Appendix: Maximally diverse grouping problem
In this appendix we provide a few more mathematically details about the maximally diverse grouping problem, which is about partitioning \(n\) individuals into groups of size at least \(m\) while maximizing a sum of utility values computed by summing the utility \(u(i,j)\) over all individuals \(i\), \(j\) partitioned into the same group.
More formally, let \(d_{ij}\) denote the number of time units (typically days) ago, that individual \(i\) and \(j\) were in the same group. Note: This distance is derived by looking at the previous partitions. It is a matter of definition what this value should be, if \(i\) and \(j\) have not previously been in the same group. Let \(G=n\> \text{div}\> m\) denote the resulting number of groups where \(\text{div}\) denotes integer division. For a given partition let \(x_{ig}\) be an indicator variable, which is 1, if \(i\) is assigned into group \(g\) and zero otherwise.

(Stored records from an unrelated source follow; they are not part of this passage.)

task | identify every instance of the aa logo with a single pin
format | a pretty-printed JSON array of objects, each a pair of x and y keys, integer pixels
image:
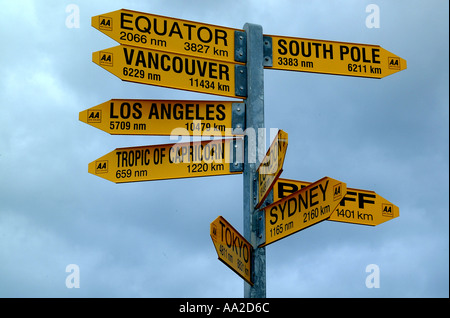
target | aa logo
[
  {"x": 387, "y": 210},
  {"x": 337, "y": 192},
  {"x": 105, "y": 23},
  {"x": 101, "y": 166},
  {"x": 94, "y": 116},
  {"x": 213, "y": 230},
  {"x": 394, "y": 63},
  {"x": 106, "y": 58}
]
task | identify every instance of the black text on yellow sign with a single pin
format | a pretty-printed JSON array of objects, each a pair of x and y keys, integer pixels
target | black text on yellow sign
[
  {"x": 271, "y": 166},
  {"x": 303, "y": 208},
  {"x": 330, "y": 57},
  {"x": 358, "y": 206},
  {"x": 171, "y": 161},
  {"x": 164, "y": 69},
  {"x": 232, "y": 248},
  {"x": 166, "y": 117},
  {"x": 167, "y": 34}
]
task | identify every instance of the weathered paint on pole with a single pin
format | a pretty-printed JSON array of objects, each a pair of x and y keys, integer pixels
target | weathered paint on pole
[{"x": 254, "y": 149}]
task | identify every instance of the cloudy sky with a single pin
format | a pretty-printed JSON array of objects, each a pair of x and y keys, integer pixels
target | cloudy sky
[{"x": 151, "y": 239}]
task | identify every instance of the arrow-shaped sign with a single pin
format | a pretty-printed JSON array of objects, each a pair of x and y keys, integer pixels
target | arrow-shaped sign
[
  {"x": 330, "y": 57},
  {"x": 303, "y": 208},
  {"x": 171, "y": 161},
  {"x": 358, "y": 206},
  {"x": 232, "y": 248},
  {"x": 167, "y": 34},
  {"x": 164, "y": 69},
  {"x": 166, "y": 117},
  {"x": 271, "y": 166}
]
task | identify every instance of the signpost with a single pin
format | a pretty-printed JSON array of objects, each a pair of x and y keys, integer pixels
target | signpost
[
  {"x": 358, "y": 206},
  {"x": 232, "y": 248},
  {"x": 164, "y": 69},
  {"x": 303, "y": 208},
  {"x": 168, "y": 34},
  {"x": 166, "y": 117},
  {"x": 171, "y": 161},
  {"x": 271, "y": 166},
  {"x": 199, "y": 57},
  {"x": 330, "y": 57}
]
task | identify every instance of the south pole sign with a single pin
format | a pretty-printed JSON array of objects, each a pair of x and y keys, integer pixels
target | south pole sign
[
  {"x": 204, "y": 58},
  {"x": 331, "y": 57}
]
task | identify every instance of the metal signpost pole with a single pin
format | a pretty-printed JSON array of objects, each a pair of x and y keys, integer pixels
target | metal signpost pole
[{"x": 254, "y": 150}]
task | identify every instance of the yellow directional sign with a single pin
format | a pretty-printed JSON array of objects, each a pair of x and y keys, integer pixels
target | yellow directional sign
[
  {"x": 166, "y": 117},
  {"x": 271, "y": 166},
  {"x": 167, "y": 34},
  {"x": 170, "y": 70},
  {"x": 171, "y": 161},
  {"x": 232, "y": 248},
  {"x": 358, "y": 206},
  {"x": 330, "y": 57},
  {"x": 303, "y": 208}
]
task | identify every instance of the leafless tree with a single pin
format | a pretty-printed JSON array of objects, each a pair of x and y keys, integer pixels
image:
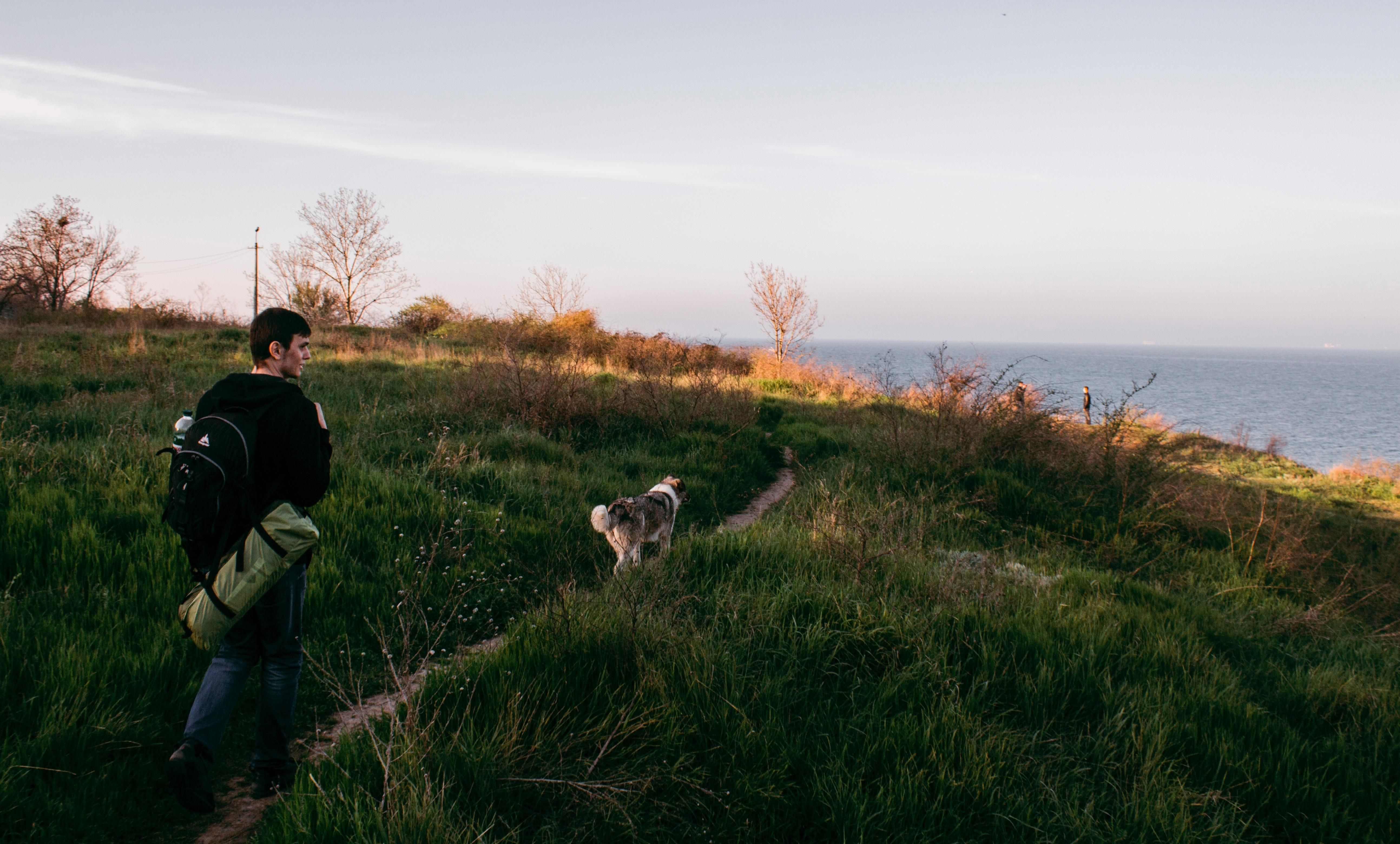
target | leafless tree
[
  {"x": 55, "y": 257},
  {"x": 551, "y": 292},
  {"x": 296, "y": 285},
  {"x": 348, "y": 254},
  {"x": 785, "y": 308}
]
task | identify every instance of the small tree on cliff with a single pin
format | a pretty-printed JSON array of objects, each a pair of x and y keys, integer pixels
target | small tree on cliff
[
  {"x": 785, "y": 308},
  {"x": 549, "y": 292},
  {"x": 348, "y": 260}
]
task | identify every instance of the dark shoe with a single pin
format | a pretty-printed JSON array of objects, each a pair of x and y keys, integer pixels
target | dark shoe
[
  {"x": 269, "y": 781},
  {"x": 188, "y": 772}
]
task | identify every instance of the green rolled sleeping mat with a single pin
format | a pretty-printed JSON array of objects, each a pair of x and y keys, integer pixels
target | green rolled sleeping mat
[{"x": 246, "y": 574}]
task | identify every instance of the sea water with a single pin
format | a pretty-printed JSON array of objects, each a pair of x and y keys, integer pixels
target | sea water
[{"x": 1329, "y": 405}]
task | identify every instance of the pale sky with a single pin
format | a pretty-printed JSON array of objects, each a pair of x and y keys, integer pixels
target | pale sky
[{"x": 1108, "y": 173}]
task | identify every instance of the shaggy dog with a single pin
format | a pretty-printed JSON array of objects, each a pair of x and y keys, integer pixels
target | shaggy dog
[{"x": 628, "y": 523}]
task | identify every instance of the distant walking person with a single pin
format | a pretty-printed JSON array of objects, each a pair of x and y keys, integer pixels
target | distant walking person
[{"x": 292, "y": 464}]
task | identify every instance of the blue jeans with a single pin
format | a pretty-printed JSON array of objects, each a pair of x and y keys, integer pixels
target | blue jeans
[{"x": 271, "y": 632}]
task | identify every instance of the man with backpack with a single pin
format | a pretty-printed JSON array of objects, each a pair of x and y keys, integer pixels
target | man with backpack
[{"x": 290, "y": 462}]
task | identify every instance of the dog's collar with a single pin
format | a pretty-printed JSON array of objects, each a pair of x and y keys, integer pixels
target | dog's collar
[{"x": 670, "y": 490}]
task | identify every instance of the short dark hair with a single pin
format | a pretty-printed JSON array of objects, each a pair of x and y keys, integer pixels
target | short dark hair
[{"x": 275, "y": 325}]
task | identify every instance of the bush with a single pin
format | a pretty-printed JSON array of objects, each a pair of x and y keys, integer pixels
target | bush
[{"x": 426, "y": 316}]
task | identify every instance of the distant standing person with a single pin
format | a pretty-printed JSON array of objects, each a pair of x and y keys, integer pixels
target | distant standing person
[{"x": 292, "y": 464}]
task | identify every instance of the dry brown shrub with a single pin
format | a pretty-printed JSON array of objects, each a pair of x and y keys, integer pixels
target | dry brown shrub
[
  {"x": 1265, "y": 531},
  {"x": 1359, "y": 469}
]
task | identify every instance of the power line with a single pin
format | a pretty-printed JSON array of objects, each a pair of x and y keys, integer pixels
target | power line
[
  {"x": 184, "y": 260},
  {"x": 194, "y": 267}
]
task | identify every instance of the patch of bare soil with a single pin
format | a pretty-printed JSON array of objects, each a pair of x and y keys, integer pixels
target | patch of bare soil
[
  {"x": 766, "y": 499},
  {"x": 239, "y": 811}
]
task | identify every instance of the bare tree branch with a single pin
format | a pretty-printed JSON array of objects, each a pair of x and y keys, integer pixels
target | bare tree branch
[
  {"x": 785, "y": 308},
  {"x": 549, "y": 292},
  {"x": 349, "y": 252}
]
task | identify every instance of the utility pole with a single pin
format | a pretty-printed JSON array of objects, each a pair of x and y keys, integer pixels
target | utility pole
[{"x": 257, "y": 229}]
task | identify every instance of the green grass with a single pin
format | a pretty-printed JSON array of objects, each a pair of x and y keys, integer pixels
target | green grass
[
  {"x": 770, "y": 687},
  {"x": 950, "y": 632},
  {"x": 94, "y": 676}
]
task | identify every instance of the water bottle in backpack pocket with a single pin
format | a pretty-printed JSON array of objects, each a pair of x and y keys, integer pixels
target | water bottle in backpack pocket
[{"x": 236, "y": 555}]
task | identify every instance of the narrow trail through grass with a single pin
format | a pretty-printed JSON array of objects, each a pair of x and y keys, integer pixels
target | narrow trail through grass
[
  {"x": 240, "y": 812},
  {"x": 969, "y": 620}
]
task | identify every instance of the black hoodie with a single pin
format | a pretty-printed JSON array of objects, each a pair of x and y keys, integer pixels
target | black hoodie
[{"x": 293, "y": 454}]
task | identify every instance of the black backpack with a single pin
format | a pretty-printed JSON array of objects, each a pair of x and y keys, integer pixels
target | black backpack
[{"x": 210, "y": 486}]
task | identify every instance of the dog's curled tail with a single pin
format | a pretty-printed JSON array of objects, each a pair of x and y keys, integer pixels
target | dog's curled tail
[{"x": 602, "y": 520}]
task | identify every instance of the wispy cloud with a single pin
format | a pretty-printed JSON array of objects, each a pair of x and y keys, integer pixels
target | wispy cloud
[
  {"x": 922, "y": 169},
  {"x": 52, "y": 97}
]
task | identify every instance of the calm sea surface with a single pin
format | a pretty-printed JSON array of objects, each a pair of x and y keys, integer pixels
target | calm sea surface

A solver of the maximally diverse grouping problem now tries to maximize \[ \sum_{g=1}^G \sum_{i=1}^n \sum_{j=i+1}^n d_{ij} x_{ig} x_{jg}, \] subject to the conditions \[ \begin{align*} &\sum_{g=1}^{G} x_{ig} = 1,&& i=1,\ldots,n, \\ &\sum_{i=1}^n x_{ig} = n_g,&& g=1,\ldots,G, \\ &x_{ig} \in \{0,1\}, && i=1,\ldots,n;\quad g=1,\ldots,G, \\ \end{align*} \] where \(n_g\) is the size of group \(g\), i.e. \(\sum_{g=1}^G n_g = n\). We shall adopt the convention that group sizes are determined by assigning the labels \(1,\ldots,G\) to the participants by starting from the first to the last, e.g., as \(((\text{index} - 1) \> \text{mod}\> m) + 1\) and then count how often each label occurs. This means, e.g., that for \(n=7\) and \(m=4\) we get \(n_g=7\> \text{div}\> 4=1\) group with 7 members.
The socialroulette
package uses as backend a C++
implementation of MDGP solver of Lai and Hao (2016).